?`s and ANNEswers

Ten minutes to write. Less time to read.

Thank You Notes

I have three friends who write wonderful thank you notes, the pen-to-paper kind that come in the mail. The kind most of us dreaded writing as children because we didn’t know how to get past “Dear Aunt Jane, Thank you for the sweater. It is really nice. I like it a lot.”

These three friends make their thank you notes personal. It’s not just that they thank me for a specific gift or kindness or that they use colorful language that excludes “really nice” as a description. They have a flair with language and usually add something about our relationship that makes me feel as if my gift is only part of the equation; our friendship being the other part.

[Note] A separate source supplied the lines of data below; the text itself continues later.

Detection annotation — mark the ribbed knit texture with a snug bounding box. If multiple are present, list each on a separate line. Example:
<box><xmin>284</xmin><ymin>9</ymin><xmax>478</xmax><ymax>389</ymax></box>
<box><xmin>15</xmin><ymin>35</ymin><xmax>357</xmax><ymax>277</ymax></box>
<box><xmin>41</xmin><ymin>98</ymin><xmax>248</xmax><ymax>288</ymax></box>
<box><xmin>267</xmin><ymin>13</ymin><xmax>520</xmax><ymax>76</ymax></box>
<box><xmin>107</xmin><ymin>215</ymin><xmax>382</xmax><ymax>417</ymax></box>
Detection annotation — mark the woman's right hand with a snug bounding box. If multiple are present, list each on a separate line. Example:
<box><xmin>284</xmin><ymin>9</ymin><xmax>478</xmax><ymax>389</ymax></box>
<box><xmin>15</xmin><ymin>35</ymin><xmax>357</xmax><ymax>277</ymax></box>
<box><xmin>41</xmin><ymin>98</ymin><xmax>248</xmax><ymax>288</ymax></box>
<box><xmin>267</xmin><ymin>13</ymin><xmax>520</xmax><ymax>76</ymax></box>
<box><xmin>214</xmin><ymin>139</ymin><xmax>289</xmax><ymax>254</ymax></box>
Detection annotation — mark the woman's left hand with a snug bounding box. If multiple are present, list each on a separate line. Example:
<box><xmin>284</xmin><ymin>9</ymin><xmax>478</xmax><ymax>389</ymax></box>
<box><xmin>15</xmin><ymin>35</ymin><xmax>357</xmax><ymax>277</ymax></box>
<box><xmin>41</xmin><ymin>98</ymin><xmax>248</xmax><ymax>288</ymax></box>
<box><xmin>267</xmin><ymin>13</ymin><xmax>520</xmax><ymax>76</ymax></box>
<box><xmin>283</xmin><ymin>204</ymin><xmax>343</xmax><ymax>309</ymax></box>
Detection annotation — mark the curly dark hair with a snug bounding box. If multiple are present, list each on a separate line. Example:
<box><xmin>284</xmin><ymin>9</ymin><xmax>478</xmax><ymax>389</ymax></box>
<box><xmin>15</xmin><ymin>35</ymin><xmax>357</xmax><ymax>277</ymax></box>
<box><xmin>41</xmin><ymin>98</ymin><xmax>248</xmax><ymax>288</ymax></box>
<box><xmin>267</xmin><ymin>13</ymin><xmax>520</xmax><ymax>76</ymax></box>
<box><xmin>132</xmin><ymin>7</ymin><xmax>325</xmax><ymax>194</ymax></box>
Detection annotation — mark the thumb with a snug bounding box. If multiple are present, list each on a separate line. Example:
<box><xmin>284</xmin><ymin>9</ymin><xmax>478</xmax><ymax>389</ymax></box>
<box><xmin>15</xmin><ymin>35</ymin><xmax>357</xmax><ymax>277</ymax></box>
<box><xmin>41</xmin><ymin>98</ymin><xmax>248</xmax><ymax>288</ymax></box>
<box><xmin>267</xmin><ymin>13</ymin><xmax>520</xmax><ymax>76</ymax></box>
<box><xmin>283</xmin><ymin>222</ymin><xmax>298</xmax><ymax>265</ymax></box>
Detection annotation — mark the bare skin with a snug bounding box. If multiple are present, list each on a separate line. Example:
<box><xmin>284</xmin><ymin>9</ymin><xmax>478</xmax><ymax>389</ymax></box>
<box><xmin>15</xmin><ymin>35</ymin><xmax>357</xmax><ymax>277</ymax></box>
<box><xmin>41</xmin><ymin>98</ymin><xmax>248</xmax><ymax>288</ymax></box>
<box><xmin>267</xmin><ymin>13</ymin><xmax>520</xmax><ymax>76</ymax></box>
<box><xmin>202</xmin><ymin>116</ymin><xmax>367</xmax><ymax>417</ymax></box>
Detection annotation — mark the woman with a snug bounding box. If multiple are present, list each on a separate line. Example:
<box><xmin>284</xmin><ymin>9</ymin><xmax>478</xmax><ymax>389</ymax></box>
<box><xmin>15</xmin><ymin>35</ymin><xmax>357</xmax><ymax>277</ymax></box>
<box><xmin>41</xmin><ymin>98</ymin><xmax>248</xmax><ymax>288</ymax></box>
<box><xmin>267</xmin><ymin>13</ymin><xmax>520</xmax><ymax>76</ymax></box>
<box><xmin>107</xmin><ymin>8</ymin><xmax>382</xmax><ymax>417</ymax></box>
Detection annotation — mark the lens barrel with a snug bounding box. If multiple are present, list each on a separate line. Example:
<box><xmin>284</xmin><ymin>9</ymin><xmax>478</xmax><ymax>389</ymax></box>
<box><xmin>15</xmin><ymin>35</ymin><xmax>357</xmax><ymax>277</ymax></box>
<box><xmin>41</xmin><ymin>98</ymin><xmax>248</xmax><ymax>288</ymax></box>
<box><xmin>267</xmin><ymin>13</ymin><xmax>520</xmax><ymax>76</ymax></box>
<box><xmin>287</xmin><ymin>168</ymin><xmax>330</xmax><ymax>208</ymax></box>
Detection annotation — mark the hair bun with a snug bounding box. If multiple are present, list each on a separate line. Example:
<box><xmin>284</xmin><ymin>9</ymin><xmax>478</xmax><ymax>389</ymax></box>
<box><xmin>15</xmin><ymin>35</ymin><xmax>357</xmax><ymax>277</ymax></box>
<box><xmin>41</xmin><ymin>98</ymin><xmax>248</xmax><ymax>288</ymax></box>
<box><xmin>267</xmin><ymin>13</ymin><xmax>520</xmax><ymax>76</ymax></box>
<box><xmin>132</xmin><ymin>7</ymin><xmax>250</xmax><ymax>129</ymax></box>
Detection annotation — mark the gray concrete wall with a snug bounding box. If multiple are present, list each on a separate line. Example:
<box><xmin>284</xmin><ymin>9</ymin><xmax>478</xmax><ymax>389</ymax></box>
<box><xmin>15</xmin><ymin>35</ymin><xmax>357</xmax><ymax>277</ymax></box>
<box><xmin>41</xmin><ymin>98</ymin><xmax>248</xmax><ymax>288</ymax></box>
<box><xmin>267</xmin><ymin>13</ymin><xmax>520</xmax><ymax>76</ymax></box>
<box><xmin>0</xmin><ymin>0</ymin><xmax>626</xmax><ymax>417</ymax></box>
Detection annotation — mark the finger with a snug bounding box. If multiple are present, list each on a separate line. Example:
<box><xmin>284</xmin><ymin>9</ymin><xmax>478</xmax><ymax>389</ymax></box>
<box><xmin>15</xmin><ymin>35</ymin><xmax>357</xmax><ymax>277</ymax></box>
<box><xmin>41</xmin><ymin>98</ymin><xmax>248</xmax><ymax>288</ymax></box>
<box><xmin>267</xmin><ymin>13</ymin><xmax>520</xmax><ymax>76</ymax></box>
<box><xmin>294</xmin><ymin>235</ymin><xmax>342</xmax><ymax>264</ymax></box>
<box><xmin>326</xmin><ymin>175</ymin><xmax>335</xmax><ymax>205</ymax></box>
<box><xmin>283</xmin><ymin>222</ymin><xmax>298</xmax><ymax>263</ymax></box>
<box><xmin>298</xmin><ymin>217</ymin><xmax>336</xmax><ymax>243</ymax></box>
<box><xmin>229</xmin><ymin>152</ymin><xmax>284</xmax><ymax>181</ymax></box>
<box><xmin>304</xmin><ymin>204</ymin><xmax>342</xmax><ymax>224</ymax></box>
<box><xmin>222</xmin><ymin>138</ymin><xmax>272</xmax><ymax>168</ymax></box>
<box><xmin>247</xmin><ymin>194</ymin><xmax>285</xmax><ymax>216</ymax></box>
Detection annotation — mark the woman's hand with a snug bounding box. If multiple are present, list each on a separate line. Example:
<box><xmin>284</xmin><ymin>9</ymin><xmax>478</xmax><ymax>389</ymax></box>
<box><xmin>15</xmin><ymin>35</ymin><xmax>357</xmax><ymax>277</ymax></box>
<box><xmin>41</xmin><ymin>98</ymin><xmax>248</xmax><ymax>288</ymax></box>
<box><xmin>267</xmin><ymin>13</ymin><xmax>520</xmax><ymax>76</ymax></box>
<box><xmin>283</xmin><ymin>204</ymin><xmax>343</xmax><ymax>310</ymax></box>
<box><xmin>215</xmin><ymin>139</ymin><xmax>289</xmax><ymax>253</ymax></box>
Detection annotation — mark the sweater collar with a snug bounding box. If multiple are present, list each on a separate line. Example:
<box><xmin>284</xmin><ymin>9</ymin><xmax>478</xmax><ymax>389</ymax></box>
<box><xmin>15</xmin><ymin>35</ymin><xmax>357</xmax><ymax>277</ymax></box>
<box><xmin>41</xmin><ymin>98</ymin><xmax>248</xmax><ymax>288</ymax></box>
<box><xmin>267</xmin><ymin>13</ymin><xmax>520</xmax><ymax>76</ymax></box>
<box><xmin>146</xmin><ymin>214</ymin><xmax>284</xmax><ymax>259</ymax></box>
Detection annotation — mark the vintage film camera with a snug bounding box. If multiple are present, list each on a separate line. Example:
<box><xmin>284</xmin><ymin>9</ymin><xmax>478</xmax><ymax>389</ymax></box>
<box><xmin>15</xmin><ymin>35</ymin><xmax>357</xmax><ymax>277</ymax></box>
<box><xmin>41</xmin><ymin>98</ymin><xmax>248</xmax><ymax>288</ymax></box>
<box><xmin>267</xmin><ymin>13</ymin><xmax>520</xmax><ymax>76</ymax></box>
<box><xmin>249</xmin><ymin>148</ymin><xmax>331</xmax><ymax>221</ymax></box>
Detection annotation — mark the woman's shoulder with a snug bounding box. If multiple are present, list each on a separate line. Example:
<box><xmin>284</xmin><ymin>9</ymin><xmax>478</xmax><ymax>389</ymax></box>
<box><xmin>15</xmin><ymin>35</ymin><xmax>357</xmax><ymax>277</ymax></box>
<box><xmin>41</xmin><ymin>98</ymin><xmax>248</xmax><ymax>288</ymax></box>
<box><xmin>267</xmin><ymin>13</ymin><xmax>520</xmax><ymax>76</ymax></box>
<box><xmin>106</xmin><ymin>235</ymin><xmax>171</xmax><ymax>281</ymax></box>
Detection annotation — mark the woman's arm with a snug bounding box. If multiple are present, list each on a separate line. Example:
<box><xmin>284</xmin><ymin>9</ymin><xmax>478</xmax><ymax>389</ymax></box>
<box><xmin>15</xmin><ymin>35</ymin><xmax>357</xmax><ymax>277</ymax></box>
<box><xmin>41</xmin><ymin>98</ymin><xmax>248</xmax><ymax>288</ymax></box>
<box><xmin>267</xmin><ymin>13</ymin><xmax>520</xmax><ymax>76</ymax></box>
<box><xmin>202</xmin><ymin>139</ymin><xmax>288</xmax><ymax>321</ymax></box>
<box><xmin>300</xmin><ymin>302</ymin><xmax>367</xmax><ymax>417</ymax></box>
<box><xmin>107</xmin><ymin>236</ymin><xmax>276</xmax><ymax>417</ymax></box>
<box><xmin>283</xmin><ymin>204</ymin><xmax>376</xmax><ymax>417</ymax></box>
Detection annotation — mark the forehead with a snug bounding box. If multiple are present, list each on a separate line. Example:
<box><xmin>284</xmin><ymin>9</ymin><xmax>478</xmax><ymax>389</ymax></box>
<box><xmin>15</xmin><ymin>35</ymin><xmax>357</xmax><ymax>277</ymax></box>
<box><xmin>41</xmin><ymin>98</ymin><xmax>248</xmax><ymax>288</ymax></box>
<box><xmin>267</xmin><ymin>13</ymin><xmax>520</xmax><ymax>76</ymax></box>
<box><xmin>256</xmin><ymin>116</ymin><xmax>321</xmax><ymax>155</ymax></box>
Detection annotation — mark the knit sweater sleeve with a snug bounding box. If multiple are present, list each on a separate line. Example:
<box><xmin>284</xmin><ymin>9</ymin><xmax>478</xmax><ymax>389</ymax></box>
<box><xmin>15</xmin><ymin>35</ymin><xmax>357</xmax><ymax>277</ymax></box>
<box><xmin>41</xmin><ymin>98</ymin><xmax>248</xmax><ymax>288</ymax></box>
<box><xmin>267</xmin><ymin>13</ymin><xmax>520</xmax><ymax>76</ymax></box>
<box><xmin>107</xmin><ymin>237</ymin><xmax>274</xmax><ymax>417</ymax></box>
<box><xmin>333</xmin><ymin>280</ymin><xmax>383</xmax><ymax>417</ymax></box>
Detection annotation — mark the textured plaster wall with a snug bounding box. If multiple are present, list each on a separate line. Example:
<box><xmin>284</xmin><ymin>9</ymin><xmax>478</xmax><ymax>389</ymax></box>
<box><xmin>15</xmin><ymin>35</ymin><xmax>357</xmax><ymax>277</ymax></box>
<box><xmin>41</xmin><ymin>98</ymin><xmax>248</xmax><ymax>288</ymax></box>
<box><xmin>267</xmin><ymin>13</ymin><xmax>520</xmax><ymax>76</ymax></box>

Beyond thank you notes, some of my good friends and I used to write copious letters back and forth, detailing our lives, our spouses’ accomplishments, our children’s progress, and our hopes for the future. We thought nothing of pouring our hearts out, word by word, onto stationary that had a purple pansy in the lower left corner or a monogram at the top. Today, handwritten notes of any kind are an endangered species.

At the same time, email options seem to have revived the art of personal writing in general. I now write a couple friends just as copious a letter as I did when postage was half what it is now. And, like the old-fashioned letter, we save our ramblings on our hard drives for periodic reminiscing. Regardless of the medium, it’s the personal that counts.